Idealizada pela Associação dos Advogados de São Paulo para ser um evento focado na literatura policial, um dos gêneros preferidos de seus associados, ela, agora em sua terceira edição, perde esta característica e passa a ser mais eclética – e gratuita (inscrições pelo site). “A ideia não é ter um tema que percorra as mesas, mas a presença de autores falando sobre os vetores da literatura”, comenta o curador Manuel da Costa Pinto.
De volta a Ana Cássia, que sempre se identificou com o verso “Sou Ana do Oriente, Ocidente, acidente, gelada” da música Ana de Amsterdam, e por isso batizou seu blog assim. “Ao longo destes anos, me interroguei sobre a mulher da canção, mas nunca procurei saber quem era. Ana de Amsterdam, mulher gelada, gelada como eu me sentia, permaneceu durante muito tempo uma desconhecida para mim”, conta a escritora, que só mais tarde soube que a música fazia parte da peça Calabar, de Chico Buarque e Ruy Guerra.
Em seus textos sensíveis e com qualidade literária reconhecida pela crítica portuguesa, acompanhamos uma mulher lutando com seus fantasmas, se descobrindo, lidando com as limitações e com a depressão. Uma mulher real, que escreve sem rodeios, se expõe.
Sobre o que procura com essa escrita íntima e confessional, ela diz que tinha um blog, no qual publicava diariamente um texto superficial, mais opinativo. Aos poucos, eles foram adquirindo uma natureza íntima e, a certa altura, passou a haver um diálogo entre aquilo que escrevia e a realidade que vivia. “A escrita, essa escrita, tornou-se numa espécie de vício. Por estranho que pareça, quando escrevia sobre mim, ainda que fosse pela confissão do desespero, da solidão, da falta de prazer, sentia que dava corpo à minha vida, dava-lhe ordem, também uma beleza que de outra forma seria inalcançável.”
Ana Cássia acredita no poder transformador da arte em geral, sobretudo dos livros. “O mundo de um leitor é diferente do mundo de um não leitor: os livros explicam e complicam o mundo. Em relação à escrita, sinto que através dela dou vida à minha vida. Mas os problemas continuam lá, não se resolvem por ter escrito sobre eles”, comenta.
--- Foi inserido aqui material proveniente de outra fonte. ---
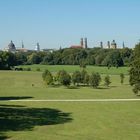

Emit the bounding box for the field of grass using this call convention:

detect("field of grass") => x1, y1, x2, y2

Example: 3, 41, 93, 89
18, 65, 129, 75
0, 70, 140, 140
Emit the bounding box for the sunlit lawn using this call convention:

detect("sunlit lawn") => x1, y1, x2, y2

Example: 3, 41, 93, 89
0, 71, 140, 140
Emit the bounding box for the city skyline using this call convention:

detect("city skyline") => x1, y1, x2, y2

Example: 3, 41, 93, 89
0, 0, 140, 49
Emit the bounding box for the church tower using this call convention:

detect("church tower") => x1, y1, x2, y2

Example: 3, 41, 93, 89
107, 41, 110, 49
100, 41, 103, 49
35, 43, 40, 52
80, 38, 84, 48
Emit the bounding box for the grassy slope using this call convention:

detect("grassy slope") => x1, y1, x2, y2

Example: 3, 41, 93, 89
0, 71, 140, 140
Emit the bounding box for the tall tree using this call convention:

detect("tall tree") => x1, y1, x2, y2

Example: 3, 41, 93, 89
129, 43, 140, 95
89, 72, 101, 88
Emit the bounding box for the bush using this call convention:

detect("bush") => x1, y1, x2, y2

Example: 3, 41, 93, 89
36, 68, 40, 71
57, 70, 71, 86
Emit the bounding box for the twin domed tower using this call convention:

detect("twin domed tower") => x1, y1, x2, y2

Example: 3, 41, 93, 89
4, 40, 16, 53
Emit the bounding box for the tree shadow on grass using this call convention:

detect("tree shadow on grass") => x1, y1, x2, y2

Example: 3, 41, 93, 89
0, 96, 33, 101
0, 105, 72, 140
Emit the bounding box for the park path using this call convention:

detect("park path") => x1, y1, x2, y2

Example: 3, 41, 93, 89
8, 99, 140, 102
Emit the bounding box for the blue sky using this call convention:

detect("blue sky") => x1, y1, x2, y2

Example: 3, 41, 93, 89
0, 0, 140, 49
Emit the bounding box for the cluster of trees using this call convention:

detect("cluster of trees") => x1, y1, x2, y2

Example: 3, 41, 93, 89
0, 48, 133, 69
42, 69, 124, 88
42, 48, 133, 67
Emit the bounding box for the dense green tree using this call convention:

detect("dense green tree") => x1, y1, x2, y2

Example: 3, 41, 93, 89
27, 52, 42, 64
83, 73, 90, 85
129, 43, 140, 95
89, 72, 101, 88
57, 70, 71, 86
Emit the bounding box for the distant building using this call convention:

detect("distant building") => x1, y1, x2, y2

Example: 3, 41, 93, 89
4, 40, 16, 53
35, 43, 40, 52
107, 41, 110, 49
70, 38, 88, 49
111, 40, 117, 49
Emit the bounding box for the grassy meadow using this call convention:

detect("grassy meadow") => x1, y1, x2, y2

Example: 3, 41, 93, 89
0, 65, 140, 140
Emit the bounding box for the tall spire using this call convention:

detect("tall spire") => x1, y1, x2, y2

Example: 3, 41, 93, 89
100, 41, 103, 49
21, 41, 24, 48
123, 42, 125, 48
80, 38, 84, 47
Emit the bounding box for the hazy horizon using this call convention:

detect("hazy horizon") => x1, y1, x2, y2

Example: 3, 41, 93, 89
0, 0, 140, 49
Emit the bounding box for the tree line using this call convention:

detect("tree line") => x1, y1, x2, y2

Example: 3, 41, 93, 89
42, 69, 125, 88
0, 48, 133, 69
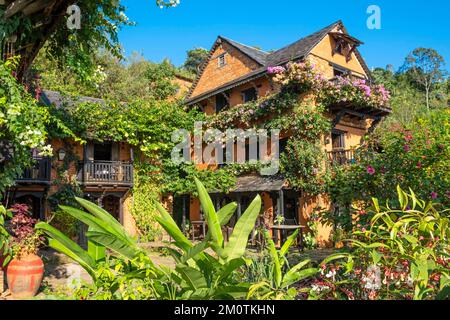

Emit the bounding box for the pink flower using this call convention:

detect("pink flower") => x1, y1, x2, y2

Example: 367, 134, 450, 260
267, 66, 286, 74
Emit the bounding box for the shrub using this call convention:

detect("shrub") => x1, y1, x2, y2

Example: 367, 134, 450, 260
312, 188, 450, 300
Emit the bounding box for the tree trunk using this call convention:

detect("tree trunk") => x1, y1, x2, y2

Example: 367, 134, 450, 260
12, 0, 72, 82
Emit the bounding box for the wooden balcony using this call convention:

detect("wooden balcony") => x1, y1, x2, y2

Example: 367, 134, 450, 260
78, 161, 134, 187
328, 150, 355, 166
17, 158, 52, 185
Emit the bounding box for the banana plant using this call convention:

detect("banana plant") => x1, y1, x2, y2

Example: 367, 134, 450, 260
36, 198, 142, 279
247, 230, 319, 300
0, 205, 12, 268
157, 179, 261, 299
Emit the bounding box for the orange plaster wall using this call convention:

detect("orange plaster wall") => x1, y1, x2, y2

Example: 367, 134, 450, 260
191, 43, 259, 98
122, 194, 139, 237
308, 29, 367, 78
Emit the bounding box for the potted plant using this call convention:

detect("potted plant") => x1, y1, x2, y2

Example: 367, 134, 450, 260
6, 204, 44, 299
0, 205, 11, 293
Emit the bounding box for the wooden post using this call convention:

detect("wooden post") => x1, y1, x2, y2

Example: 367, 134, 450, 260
237, 194, 242, 220
181, 196, 188, 233
0, 268, 5, 294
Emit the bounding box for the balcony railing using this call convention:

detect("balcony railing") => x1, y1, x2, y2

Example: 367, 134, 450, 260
17, 158, 52, 184
78, 161, 133, 187
328, 150, 355, 165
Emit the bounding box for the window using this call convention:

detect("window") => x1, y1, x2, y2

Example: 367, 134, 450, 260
216, 93, 230, 113
331, 130, 345, 150
242, 88, 258, 103
333, 68, 348, 78
217, 53, 227, 68
94, 143, 112, 161
280, 139, 289, 155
A autora já pressentiu um burburinho aqui, um olhar desconfiado ali, mas conta que nunca houve uma manifestação contrária ao livro ou a ela. “E por que haveria de haver? É certo que escrevo sobre masturbação, frigidez, ideias suicidas, desespero, sobre o fardo da maternidade. Faço-o como mulher e com uma determinação firme. Mas não confesso nenhum pecado, nenhuma ignomínia.”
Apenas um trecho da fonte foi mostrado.